Dans toute réflexion sur la prostitution, il convient de se garder d’une position moralisante qui condamnerait sommairement certains comportements sexuels. Une femme entretenue ou recevant un cadeau n’entre pas dans le système prostitutionnel.
Assimiler à la prostitution tout acte sexuel entraînant un échange financier revient à la banaliser, et donc à l’évacuer du champ de la réflexion.
Au-delà du seul échange d’argent, la prostitution constitue un véritable système où l’anonymat est de règle, où le client impose sa volonté, d’où est exclu le plaisir de la personne prostituée.
C’est une organisation qui enferme des femmes, des hommes et des enfants pour répondre aux prétendus besoins des clients, au profit du proxénétisme.

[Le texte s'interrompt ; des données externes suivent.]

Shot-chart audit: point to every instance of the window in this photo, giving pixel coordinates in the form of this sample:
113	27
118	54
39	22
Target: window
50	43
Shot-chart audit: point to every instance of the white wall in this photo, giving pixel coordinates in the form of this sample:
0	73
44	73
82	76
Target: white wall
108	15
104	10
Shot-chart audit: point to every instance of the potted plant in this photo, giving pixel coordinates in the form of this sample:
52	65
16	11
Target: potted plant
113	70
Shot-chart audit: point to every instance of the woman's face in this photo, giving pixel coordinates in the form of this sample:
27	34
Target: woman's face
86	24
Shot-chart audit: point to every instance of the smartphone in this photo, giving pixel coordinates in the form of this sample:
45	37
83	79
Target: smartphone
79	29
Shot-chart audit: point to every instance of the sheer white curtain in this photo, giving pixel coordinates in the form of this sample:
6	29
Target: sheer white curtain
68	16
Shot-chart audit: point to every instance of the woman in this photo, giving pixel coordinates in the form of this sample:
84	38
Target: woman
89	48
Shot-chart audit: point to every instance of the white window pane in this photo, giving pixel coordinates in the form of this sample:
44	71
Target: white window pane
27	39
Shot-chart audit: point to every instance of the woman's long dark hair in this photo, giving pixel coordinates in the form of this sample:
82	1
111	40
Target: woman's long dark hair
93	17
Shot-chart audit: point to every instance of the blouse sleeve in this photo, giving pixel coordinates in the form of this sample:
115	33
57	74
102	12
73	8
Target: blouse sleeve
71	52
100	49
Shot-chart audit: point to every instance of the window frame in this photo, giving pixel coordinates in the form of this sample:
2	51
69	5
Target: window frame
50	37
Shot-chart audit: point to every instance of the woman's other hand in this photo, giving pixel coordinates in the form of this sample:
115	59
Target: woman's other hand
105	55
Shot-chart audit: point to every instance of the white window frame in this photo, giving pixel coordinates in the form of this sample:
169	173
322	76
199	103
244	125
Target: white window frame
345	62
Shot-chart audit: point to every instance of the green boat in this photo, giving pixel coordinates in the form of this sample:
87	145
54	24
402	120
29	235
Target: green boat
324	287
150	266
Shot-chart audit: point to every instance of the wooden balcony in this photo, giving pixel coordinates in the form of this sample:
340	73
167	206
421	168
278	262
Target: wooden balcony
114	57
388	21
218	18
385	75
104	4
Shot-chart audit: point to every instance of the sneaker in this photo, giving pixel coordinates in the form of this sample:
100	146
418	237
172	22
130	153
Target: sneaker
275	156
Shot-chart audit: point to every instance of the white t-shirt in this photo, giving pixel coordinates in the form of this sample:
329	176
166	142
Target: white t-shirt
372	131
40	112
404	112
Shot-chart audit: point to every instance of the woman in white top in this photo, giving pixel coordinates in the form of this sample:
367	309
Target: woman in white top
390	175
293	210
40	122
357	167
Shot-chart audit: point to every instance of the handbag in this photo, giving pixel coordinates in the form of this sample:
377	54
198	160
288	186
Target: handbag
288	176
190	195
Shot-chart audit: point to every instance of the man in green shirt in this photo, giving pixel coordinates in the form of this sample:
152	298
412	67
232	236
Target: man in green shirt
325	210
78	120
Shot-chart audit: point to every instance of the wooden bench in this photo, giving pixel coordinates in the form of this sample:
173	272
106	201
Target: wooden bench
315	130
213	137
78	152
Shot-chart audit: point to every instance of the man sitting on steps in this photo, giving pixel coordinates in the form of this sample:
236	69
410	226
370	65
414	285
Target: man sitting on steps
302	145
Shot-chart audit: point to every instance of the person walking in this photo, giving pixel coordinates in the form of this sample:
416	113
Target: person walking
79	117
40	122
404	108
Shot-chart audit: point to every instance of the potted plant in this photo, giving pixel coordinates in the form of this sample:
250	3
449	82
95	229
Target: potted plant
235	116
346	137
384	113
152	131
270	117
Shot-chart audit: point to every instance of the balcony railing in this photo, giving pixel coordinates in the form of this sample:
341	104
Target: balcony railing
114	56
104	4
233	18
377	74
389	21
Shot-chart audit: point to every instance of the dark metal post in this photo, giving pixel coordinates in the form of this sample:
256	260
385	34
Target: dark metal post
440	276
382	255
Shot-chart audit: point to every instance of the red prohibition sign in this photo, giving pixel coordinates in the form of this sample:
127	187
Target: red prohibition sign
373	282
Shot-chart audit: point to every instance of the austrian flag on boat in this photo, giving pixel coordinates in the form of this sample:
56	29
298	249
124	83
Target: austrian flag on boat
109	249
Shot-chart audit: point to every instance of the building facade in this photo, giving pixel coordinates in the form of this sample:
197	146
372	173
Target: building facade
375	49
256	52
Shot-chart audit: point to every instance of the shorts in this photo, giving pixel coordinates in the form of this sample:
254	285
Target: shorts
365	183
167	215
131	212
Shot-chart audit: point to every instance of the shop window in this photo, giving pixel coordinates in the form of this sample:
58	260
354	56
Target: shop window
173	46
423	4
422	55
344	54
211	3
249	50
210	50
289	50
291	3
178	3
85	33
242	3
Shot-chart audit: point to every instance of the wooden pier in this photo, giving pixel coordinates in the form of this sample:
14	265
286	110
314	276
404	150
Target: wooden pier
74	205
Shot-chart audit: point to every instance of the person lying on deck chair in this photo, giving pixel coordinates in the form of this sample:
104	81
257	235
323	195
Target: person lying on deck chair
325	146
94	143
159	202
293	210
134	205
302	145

Feindre d’ignorer ces spécificités, c’est mépriser la souffrance des personnes prostituées, qui n’ont pas les mêmes possibilités d’échapper à la prostitution que, par exemple, une femme mariée qui peut divorcer d’un conjoint brutal.
Mais c’est aussi une position sexiste laissant entendre que les femmes, par nature, ne choisissent pas leur sexualité mais doivent subir celles des hommes, contre un dédommagement ou par violence.